Auchan s’est associé à Patatam, spécialiste de la fripe, auprès duquel il passe commande chaque semaine pour alimenter ses rayons, explique Le Figaro. Mais les clients peuvent aussi venir y vendre leurs vêtements. Pour chaque sac déposé, ils reçoivent un bon d’achat de 5 euros à utiliser dans le rayon textile. Auchan décidera en juin prochain d’élargir ou non le dispositif à l’ensemble des hypermarchés.

De son côté, Leclerc qui expérimente depuis 2018 la vente et l’achat de produits d’occasion a lui déjà décidé de passer à la vitesse supérieure. D’après Linéaires, le distributeur vise l’implantation de 130 Leclerc Occasion d’ici la fin 2020. Ici, pas de vêtement, mais tous les autres types d’objets et d’appareils (électroménager, hifi, jeux vidéo…). En retour, les vendeurs reçoivent également des bons d’achat à dépenser dans le magasin. Un concept qui peut rappeler celui des Trocathlon créés par Decathlon… en 1986 ! Ces opérations de vente d’articles de sport d’occasion expertisés par un vendeur existent toujours en magasins, mais fonctionnent aussi désormais toute l’année grâce à un site dédié.

7The North Face forme ses designers à une mode plus durable

Faire durer les vêtements plus longtemps. C’est un des objectifs qu’affiche The North Face.
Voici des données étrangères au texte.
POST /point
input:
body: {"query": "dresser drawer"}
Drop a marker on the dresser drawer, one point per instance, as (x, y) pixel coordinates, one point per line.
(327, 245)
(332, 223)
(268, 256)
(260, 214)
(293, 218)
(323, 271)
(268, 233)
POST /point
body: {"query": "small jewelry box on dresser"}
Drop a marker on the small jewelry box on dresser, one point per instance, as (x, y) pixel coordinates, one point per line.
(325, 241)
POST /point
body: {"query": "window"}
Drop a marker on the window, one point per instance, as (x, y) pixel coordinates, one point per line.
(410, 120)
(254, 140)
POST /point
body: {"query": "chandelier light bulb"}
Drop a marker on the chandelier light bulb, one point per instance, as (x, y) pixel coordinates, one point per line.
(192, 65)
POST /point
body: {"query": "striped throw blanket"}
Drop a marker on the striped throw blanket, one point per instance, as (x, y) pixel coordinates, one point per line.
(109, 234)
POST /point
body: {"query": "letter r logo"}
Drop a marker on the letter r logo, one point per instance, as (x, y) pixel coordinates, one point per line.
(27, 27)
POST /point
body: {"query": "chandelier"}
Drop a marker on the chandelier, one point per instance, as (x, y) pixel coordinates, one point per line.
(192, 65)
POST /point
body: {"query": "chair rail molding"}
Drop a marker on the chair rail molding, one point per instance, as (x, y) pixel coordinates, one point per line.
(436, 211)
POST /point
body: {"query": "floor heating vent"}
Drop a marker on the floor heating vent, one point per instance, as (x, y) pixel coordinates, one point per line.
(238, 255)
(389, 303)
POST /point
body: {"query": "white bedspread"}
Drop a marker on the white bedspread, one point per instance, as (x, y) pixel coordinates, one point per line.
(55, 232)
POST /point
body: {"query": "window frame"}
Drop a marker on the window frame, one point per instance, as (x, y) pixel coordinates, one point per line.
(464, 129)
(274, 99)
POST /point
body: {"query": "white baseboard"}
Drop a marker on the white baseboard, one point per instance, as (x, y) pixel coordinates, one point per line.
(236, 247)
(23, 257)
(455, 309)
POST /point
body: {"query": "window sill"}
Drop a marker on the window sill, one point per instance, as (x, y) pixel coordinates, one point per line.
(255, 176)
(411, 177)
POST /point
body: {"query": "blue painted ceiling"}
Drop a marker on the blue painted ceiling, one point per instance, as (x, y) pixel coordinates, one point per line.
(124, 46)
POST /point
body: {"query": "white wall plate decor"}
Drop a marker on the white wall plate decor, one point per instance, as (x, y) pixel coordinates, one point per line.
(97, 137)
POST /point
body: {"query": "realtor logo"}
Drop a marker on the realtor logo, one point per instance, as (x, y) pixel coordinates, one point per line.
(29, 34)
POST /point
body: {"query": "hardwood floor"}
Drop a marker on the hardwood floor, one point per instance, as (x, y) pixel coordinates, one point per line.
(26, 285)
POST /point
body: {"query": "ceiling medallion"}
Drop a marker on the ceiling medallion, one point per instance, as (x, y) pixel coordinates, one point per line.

Pour y parvenir, la marque vient de décider d’envoyer, par groupe de cinq, ses 70 designers américains dans un programme baptisé Renewed Design Residency. Ils s’intéresseront, par exemple, à la façon de renforcer les vêtements là où apparaissent les signes d’usure. Ils verront aussi comment utiliser les fermetures éclair les plus résistantes.

Mais l’enjeu d’une mode plus durable va au-delà. Fast Company, qui a rencontré ces designers en formation, souligne que les consommateurs renouvellent aujourd’hui plus souvent leur garde-robe ; depuis l’an 2000, le nombre de fois où un vêtement est porté a diminué, en moyenne, de 36 %. Le défi est donc aussi d’arriver à concevoir des vêtements plus intemporels, dans un style qui ne sera pas démodé, et donc pas jeté, l’année suivante.

8Hermès a créé « Petit h » pour réutiliser ses chutes de cuir et de tissus

Pour boucler cette sélection, une initiative précurseuse. Celle d’Hermès qui a créé en 2010 « Petit h ». Il se présente comme un « laboratoire de récréation », selon Le Luxe est vivant, avec comme principe de fabriquer de petits accessoires à partir des chutes de cuir et de tissus de la griffe de luxe. Sacs, porte-monnaie, brosses, pinces à linge… Des objets en vente dans des expositions temporaires dans le monde entier, et à Paris à la Quincaillerie Petit h, au 17, rue de Sèvres.